Take the Bayesian perspective, supposing that $E[m(y)\mid\theta] = \theta$ (posterior mean is unbiased). Then
$$E[\theta m(y)] = E[E[\theta m(y) \mid \theta]] = E[\theta E[m(y)\mid\theta]] = E[\theta^2].$$
But also
$$E[\theta m(y)] = E[E[\theta m(y) \mid y]] = E[m(y) E[\theta\mid y]] = E[m(y)^2].$$
So
$$E[(m(y)-\theta)^2] = E[m(y)^2] + E[\theta^2] - 2E[\theta m(y)] = 0$$
which implies that $m(y) = \theta$ almost surely. This can occur when, e.g., the prior is a point mass at $\mu_0$.

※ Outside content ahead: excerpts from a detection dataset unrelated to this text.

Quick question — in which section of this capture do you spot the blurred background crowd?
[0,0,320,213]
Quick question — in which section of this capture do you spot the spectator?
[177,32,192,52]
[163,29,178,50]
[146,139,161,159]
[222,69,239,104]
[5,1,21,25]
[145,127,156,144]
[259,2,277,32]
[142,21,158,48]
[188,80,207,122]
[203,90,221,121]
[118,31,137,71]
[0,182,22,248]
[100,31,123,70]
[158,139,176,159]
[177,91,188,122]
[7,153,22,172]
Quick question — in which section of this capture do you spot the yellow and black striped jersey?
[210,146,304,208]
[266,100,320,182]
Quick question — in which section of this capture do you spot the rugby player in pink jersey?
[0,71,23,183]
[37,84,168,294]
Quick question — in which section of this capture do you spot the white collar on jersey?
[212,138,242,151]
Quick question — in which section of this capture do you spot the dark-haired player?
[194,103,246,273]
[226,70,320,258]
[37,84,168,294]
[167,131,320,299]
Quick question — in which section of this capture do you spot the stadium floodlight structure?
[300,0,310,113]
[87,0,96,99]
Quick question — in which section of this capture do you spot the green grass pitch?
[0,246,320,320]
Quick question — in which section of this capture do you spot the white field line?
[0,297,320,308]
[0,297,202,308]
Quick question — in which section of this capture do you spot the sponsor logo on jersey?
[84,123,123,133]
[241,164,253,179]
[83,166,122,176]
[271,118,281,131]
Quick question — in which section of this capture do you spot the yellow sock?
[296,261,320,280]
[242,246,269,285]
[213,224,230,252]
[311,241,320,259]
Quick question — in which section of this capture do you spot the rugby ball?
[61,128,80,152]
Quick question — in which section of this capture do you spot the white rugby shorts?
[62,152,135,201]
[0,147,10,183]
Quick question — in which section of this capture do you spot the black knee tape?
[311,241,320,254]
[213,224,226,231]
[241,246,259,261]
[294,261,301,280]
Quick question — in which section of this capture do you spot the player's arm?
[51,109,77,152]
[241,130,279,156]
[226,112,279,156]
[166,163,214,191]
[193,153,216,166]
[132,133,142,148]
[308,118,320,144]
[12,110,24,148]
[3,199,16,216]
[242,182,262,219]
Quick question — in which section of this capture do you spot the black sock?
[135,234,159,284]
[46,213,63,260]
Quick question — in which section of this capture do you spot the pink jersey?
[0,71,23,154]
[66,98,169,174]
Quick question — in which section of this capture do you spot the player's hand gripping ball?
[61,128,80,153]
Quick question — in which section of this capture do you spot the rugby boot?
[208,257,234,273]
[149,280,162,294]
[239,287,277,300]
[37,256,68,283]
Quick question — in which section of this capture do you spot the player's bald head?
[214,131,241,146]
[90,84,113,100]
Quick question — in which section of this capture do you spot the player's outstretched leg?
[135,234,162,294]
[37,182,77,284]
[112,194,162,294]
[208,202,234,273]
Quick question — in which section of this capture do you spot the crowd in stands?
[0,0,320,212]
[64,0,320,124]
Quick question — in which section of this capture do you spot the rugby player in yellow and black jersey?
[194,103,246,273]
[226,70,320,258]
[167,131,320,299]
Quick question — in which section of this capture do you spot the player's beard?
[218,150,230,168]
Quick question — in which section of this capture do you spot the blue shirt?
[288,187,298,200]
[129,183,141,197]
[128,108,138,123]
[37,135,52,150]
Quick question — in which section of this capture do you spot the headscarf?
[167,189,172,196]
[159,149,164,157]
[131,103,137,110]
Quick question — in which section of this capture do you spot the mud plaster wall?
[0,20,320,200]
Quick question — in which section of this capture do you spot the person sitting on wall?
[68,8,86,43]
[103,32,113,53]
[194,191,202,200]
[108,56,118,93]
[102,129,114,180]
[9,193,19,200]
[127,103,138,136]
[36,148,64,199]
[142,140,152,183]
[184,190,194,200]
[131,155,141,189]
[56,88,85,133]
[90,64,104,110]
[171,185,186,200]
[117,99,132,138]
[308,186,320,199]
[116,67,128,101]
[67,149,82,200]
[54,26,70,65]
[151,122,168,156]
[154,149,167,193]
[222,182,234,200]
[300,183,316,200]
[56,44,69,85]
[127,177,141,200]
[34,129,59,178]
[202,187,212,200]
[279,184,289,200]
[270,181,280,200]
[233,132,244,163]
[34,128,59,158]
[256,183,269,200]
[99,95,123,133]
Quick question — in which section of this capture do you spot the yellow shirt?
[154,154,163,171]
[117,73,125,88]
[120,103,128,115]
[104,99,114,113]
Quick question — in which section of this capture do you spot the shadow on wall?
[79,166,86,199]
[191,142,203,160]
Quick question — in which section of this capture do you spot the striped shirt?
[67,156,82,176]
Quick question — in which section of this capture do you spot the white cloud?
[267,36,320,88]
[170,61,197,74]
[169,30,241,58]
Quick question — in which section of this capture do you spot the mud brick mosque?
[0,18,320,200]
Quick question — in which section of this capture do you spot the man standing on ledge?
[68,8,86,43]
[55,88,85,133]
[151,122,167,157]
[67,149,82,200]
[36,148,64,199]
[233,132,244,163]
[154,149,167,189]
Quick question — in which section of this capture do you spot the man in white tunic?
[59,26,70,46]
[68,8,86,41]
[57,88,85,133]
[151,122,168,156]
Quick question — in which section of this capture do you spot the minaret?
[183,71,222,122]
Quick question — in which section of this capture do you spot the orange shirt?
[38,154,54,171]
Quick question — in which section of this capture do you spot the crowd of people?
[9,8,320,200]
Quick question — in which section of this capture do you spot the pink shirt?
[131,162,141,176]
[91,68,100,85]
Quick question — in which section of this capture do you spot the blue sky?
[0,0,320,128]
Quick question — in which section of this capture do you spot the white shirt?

Take the frequentist perspective, where $\theta = \mu_0$ and unbiasedness means
$$E[m(y)\mid\theta] = E[m(y)\mid\mu_0] = E[m(y)] = \mu_0.$$
Then one can construct a prior that yields an unbiased posterior, e.g. if $y_i \sim_\text{iid} N(\theta, \sigma^2)$ and we suppose $\theta \sim N(\mu_0, \sigma_0^2)$ then the posterior mean is the well-known weighted average
$$m(y) = \frac{\sigma_0^2}{\sigma_0^2 + \sigma^2/n}\bar{y} + \frac{\sigma^2/n}{\sigma_0^2 + \sigma^2/n}\mu_0$$
which has expectation $\mu_0$ when the truth is $\theta = \mu_0$. Here $m(y) \ne \theta = \mu_0$ almost surely.
However, in this setting the model is wrong (specifically, the prior). The true prior would be a point mass at $\mu_0$, giving us $m(y) = \mu_0$, which aligns with the Bayesian perspective. Thus, the Bayesian model posterior mean may be nondegenerate and unbiased when the model is wrong!